I was interested to see how Port Talbot fared; Welsh football has had a well publicised renaissance recently, with the national team looking a good bet to feature in France next summer (and who would likely have qualified even without the expansion from 16 to 24 teams), and one of their sons tipping up alongside Ronaldo et al at the Bernabeau. The Welsh Premier League though gets little mention; this article however sums up the growing popularity of the domestic game, and dispels the myth that the Welsh are only bothered about games with egg-shaped balls.

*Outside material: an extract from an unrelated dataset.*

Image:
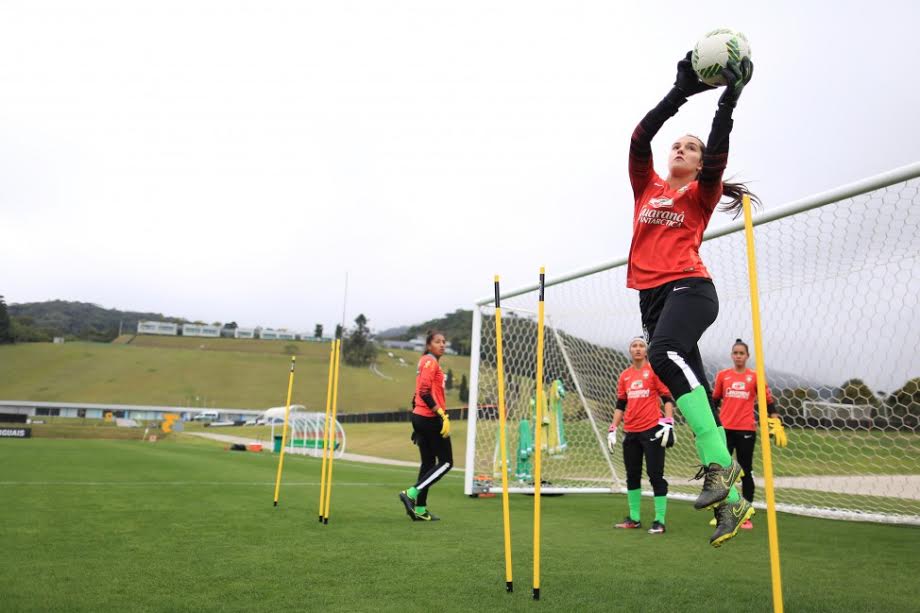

The game itself was far from the usual drab pre-season default setting; played in front of a crowd of c. 100 (with a dozen or so ultras in the far stand), the City Clearasil XI went in 3-0 to the good at half time, but it didn’t really reflect the run of play. Port Talbot had made a good go of it, and deserved their two goals not so long into the second 45. 3-2 and game on – but it was wrapped up towards the end with a fourth Hull goal.

We made our way back to the centre about half an hour after full-time, enjoying a couple more pints in the club house. We even got to wave off the City team as they boarded their coach. They didn’t quite know how to react to cries of “THE TIGERS!” though – more coaching needed on how to handle fame I think…..

Pre-train pints were had in the town’s Wetherspoons, The Lord Caradoc – big, open and friendly place – but again, very few people – and in the town centre itself. Slightly like a ghost town…..

But it was a good day – Port Talbot fans are a friendly lot (just don’t mention Afan Lido…) and were intrigued (if not bemused) by our presence. The Genquip is a tidy and welcoming ground, with an old school feel, and well worth a visit if you are in the area.

The Welsh results are normally announced at the end of Final Score; at least I now have a team to look out for!